How To:Regular Expression

Hi All,

 

I just started to use DPX. For the moment I have tried the demo and it is wonderful. Congrats!!

 

Now I try to create my own template and I have started with a simple sample

 

I want to use OCR on my business card

 

But I didn't uderstand how work Regular expression

 

On my Business card on the left I have FIRST NAME and LAST NAME  (  Sébastien Laporte)

 

What is the syntax? I need to type ^[a-z-\s]+$ ?

 

When I test my template, the application always recognize a part of my first name and last name  (  bastien aporte )

 

I believe that it is cause of capital letter and accent  (  bastien Laporte  )

So what it is the expression for have Capital letter, accent and minuscule?

 

( Tomorrow I will do a test with Passport )

 

regards,

 

Sébastien

Comments


Hi Sébastien,

This is an excellent example of a common use case; thank you!

In your case, it seems as you may not need regular expressions to accomplish your task. Regex should be used when an OCR value can be clearly defined (e.g. Date of birth DD/MM/YY can be translated into regex as "find two digits, then a slash, then two digits, then a slash, then two digits"). On a business card, there isn't much information that can be identified this way (maybe phone numbers, but since we're reading the entire block as one text value, this would not work). I would suggest that you employ the character sub-set instead. This allows you to choose a group of allowable characters for a field (e.g. Only use letters for the name, title, and department field).

Regarding the incorrect OCR, this may be partially due to the fact that European characters is not properly selected in this release. We have already fixed this on our end, and this should be fixed when you receive the update.

Additionally, I have found that you only defined one region used for identification, and it isn't a strong indicator for the form. What I mean is that since this region is in the center left of the form, it can cause a wrong orientation to be correctly accepted if something similar appears in that same space when rotated or flipped upside down (which does happen). I would suggest that you create at least two identify regions, and that they be in opposite corners of the form (e.g. on the business card, I would choose the Motorola logo and the telephone/email text as two regions). Adding a third region can help, but it depends on the form.

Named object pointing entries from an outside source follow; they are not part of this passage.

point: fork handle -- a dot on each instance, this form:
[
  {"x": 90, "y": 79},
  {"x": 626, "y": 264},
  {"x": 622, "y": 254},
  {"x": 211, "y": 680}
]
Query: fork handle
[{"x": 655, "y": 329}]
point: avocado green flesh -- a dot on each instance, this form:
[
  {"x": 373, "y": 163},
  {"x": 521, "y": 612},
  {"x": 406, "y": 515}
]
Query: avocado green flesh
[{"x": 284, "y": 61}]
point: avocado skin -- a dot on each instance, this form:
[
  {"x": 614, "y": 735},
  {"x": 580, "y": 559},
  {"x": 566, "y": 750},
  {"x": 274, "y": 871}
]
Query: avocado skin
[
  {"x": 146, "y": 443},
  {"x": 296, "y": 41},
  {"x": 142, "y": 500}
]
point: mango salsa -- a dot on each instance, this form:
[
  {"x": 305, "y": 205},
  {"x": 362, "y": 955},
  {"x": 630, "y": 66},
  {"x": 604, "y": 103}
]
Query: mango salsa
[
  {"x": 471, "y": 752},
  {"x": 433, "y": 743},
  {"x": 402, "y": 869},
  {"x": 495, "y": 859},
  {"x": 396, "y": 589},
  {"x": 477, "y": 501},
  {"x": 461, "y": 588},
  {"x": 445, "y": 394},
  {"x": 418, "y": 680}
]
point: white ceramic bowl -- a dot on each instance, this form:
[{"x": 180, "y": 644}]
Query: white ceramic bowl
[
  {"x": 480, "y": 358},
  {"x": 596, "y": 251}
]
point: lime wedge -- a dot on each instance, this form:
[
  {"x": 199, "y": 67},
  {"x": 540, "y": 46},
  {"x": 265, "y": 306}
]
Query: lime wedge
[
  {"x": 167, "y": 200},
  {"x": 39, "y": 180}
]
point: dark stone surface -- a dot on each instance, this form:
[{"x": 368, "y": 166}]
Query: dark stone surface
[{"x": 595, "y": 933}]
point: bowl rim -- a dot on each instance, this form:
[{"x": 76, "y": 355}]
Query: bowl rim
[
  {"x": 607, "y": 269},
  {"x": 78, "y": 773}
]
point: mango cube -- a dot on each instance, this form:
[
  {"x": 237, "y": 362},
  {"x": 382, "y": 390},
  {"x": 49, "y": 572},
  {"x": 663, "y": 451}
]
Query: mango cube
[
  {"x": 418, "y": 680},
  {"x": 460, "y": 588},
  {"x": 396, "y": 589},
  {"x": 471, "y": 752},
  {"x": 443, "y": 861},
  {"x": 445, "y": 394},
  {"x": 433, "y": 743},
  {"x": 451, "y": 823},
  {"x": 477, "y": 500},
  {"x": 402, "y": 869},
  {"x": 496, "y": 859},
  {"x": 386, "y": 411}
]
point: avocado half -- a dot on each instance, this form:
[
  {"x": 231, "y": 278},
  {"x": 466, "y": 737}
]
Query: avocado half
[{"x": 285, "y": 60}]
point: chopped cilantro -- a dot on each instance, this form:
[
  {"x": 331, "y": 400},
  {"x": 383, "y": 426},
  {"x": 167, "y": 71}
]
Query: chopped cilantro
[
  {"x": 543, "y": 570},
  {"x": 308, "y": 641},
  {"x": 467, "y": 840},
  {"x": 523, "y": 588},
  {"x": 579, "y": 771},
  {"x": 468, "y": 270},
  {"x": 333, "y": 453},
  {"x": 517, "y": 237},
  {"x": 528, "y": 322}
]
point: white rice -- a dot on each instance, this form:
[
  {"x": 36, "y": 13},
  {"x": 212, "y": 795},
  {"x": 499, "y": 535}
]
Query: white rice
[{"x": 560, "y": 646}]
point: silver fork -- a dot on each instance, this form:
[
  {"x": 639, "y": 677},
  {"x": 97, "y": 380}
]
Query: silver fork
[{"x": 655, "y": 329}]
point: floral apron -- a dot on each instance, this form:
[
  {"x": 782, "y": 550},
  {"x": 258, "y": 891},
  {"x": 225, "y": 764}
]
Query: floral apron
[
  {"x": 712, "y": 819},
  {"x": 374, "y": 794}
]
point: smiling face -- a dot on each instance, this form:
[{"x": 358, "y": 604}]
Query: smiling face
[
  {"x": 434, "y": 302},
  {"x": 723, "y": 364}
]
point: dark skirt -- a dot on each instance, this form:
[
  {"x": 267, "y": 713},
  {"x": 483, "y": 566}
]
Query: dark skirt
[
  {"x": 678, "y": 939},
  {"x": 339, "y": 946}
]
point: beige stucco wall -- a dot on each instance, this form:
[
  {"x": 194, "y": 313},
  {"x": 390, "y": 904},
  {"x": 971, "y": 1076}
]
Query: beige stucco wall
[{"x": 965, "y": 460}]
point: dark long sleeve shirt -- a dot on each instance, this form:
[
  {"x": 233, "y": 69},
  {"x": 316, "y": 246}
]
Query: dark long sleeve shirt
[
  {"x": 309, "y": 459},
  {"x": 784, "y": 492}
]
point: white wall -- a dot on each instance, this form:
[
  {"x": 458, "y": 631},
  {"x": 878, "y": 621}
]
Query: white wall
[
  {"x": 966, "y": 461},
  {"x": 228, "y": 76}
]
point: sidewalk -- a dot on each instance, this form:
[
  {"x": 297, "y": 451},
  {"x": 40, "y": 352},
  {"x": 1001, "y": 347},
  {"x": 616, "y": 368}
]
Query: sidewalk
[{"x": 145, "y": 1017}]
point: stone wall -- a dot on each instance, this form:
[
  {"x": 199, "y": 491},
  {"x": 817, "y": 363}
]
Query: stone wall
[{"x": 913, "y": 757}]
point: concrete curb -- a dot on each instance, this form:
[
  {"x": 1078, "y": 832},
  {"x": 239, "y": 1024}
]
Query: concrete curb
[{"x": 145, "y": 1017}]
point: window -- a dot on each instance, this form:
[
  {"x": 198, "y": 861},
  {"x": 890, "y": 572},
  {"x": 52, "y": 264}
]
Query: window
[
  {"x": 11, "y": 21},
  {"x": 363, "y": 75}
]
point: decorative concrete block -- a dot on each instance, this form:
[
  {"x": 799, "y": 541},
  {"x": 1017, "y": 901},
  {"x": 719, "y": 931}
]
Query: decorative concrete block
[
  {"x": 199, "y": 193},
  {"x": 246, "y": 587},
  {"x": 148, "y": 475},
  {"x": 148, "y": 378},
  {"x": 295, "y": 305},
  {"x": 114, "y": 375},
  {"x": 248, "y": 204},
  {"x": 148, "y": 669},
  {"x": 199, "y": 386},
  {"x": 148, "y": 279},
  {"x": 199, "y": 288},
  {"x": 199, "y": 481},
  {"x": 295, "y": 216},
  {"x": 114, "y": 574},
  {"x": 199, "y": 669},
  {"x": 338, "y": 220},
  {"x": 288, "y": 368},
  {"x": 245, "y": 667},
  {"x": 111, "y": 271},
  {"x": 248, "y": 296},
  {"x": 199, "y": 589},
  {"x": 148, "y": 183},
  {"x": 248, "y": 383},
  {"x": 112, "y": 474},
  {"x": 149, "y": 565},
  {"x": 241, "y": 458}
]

As a quick aside, note that your template would only work for Motorola business cards in this format; I noticed that mine has less information on it, and thus, regions may be slightly higher or lower than on your card. The person creating templates needs to be aware of these nuances and they have to see if they can create one template that can accommodate them all, for example by ensuring that all regions are large enough to be read on all slight variations on the form. We are working to tackle this problem in future releases, but currently, this is a limitation of the software.

Regards,

Lawrence


Do we support full standard regexp syntax?

Because I am trying to get this string (date DD/MM/YYYY and time HH:MM):

example 25/15/2013 20:35

I tried:

^[0-9]{2}\/[0-9]{2}\/[0-9]{4} [0-9]{2}:[0-9]{2}$       // what looks like a V is backslash-slash, since slash is special an has to be escaped. Just ONE space.

^[0-9]{2}\/[0-9]{2}\/[0-9]{4}  *[0-9]{2}:[0-9]{2}$    // same, but with one or more spaces, just in case....

^[0-9]{2}\/[0-9]{2}\/[0-9]{4}  *[0-9]{2}:[0-9]{2} *$    // same, but with one or more spaces PLUS 0 or more trailing spaces

To no avail... so, do we have to escape the slashes?

Also, do we support regexp substitution (example, s/^[0-9](.*$)/\1/, which would simply remove the first digit)?


Please refer to documentation here: http://perldoc.perl.org/perlre.html.

I do not believe we support regex substitution.


Thanks! Good to know it's written in Perl.